Beyond the obvious technical knowledge needed to teach the game effectively, golf teaching professionals need to know a myriad of other things to be a well-rounded professional. Seeing what someone is doing wrong and what the correction should be is often the easy part. The hard part is finding the right fix or program that will help students play their best golf, or the right way to communicate it.
These are some of the aspects that are necessary for teaching professionals to be as good as they can be:
Every bit of instruction we give should focus on five things: clubface angle, clubhead path, solidness of contact, angle of approach and clubhead speed. Sound familiar? These are the five aspects of the ball flight laws, and all teaching professionals know what they are and their cause and effect. But getting students to execute certain movements in order to get the club to move correctly through impact is imperative.

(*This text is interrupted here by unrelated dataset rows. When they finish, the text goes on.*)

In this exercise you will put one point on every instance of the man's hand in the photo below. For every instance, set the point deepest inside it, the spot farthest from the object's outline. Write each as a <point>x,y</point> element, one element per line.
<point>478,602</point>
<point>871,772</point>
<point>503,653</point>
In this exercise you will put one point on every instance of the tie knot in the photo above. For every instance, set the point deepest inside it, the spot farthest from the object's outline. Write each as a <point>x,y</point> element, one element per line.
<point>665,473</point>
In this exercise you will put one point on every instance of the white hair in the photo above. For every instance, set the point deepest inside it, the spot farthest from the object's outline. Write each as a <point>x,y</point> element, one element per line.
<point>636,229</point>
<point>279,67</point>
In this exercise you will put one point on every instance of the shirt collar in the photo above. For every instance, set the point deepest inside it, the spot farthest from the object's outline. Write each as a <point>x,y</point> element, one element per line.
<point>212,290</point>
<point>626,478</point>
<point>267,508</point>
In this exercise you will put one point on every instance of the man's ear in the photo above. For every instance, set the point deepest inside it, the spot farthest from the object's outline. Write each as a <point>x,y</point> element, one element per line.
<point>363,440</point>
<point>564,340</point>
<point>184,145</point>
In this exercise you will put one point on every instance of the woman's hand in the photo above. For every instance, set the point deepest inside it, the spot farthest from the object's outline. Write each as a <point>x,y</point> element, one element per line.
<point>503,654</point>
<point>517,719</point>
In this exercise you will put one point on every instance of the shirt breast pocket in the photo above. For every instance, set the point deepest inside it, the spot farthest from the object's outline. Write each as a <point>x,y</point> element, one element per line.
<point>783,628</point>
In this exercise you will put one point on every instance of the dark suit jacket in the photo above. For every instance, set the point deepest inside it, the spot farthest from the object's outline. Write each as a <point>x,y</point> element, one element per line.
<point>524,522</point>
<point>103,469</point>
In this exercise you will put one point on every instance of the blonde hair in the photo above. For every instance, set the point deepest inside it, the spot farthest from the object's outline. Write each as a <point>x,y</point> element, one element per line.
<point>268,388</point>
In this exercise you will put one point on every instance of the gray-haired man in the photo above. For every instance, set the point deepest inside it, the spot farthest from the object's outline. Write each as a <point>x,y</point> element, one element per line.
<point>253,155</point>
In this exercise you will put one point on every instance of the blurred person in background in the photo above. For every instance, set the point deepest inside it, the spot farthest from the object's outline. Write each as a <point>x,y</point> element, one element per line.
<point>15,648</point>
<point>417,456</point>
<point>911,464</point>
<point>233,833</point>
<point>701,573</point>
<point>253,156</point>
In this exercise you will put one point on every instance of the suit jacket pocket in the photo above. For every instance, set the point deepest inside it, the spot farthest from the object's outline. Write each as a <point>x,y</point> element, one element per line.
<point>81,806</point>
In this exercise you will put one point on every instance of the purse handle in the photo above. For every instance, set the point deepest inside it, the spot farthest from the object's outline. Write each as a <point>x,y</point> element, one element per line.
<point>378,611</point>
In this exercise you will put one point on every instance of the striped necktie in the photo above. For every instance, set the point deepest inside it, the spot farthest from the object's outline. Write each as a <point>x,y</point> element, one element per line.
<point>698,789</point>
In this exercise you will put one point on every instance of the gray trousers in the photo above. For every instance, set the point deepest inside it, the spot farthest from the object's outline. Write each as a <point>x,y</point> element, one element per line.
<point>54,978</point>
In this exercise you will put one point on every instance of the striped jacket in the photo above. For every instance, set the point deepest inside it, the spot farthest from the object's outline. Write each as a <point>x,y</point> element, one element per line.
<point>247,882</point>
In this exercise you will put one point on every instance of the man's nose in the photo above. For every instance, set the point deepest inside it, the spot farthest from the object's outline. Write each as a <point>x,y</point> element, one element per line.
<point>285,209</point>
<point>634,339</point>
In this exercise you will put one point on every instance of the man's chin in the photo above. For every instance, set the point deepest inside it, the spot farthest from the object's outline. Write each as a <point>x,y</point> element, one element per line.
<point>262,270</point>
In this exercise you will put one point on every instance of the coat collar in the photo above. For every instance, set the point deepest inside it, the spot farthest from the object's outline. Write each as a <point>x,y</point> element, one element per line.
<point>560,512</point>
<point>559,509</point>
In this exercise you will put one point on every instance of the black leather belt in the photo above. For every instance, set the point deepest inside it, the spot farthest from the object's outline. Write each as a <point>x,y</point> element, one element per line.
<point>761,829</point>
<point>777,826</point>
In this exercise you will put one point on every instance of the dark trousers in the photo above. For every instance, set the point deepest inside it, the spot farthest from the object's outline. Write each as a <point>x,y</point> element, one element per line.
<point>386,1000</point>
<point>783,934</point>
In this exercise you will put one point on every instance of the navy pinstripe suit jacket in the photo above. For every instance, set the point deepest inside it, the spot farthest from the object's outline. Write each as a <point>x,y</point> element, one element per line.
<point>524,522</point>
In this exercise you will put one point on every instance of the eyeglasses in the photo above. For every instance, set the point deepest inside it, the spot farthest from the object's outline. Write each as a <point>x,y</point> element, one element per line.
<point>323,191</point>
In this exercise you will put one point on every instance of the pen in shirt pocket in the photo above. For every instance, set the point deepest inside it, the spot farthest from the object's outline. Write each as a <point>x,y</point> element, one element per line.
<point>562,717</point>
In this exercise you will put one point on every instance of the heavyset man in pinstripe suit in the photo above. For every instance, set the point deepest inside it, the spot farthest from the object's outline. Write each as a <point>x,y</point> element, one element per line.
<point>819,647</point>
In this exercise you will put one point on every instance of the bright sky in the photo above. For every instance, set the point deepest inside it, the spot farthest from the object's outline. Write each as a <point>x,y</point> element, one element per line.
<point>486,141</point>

In general, on the backswing the body should respond to the movement of the arms and hands, and vice versa on the downswing. The plague of amateur golfers everywhere is the arms and hands getting active far too soon in the downswing. As Ben Hogan said in his book Five Lessons, the hands “do nothing active until after the arms have moved on the downswing to a position just above the level of the hips.” This is probably the hardest thing for amateur golfers to not only execute, but wrap their heads around. The SwingRite training aid, endorsed by the USGTF, is a wonderful tool for helping students to understand and execute this concept.
If you don’t have a good working knowledge of what launch angle, spin rate and ball speed are and how equipment affects them, then now is the time to get going on this. You don’t need a launch monitor such as TrackMan for FlightScope to fit equipment to your students, but it certainly doesn’t hurt. Yes, we realize these launch monitors are quite expensive, but as we go forward, teachers who aren’t using such technology will be left behind. Fortunately, there are less expensive options such as mevo by FlightScope, along with other bargain launch monitors, available.
Almost all drivers sold today have some sort of adjustability. Moveable weights can help to promote a draw or fade, or mitigate a slice or hook. Lofts and centers of gravity can be adjusted, both of which can affect launch angle and spin rate.
When it comes to irons, the correct lie angle is paramount in helping our students hit straight shots. Simply watching the divot shape is instructional. Divots that are toe deep mean the lie angle is too flat, and heel-deep divots mean the lie angle is too upright (the latter situation is far less common). Ironically, “incorrect” lie angles may be needed for some students. For example, if you have a student who is hooking the ball and you have come to a technique impasse, having that student play with a lie angle that is one or two degrees too flat can help to overcome this. The key here is making sure the student is still making center-face contact.
Motor learning knowledge
Studies have shown that when using a drill, the best course of action is to have the student execute the drill movement (whether striking the ball or not), hit the ball with the desired “real” swing, then repeat. Most teachers will have their students do the drill a number of consecutive times and then hit a number of real shots consecutively, but this is not as effective as alternating the drill with the real shot.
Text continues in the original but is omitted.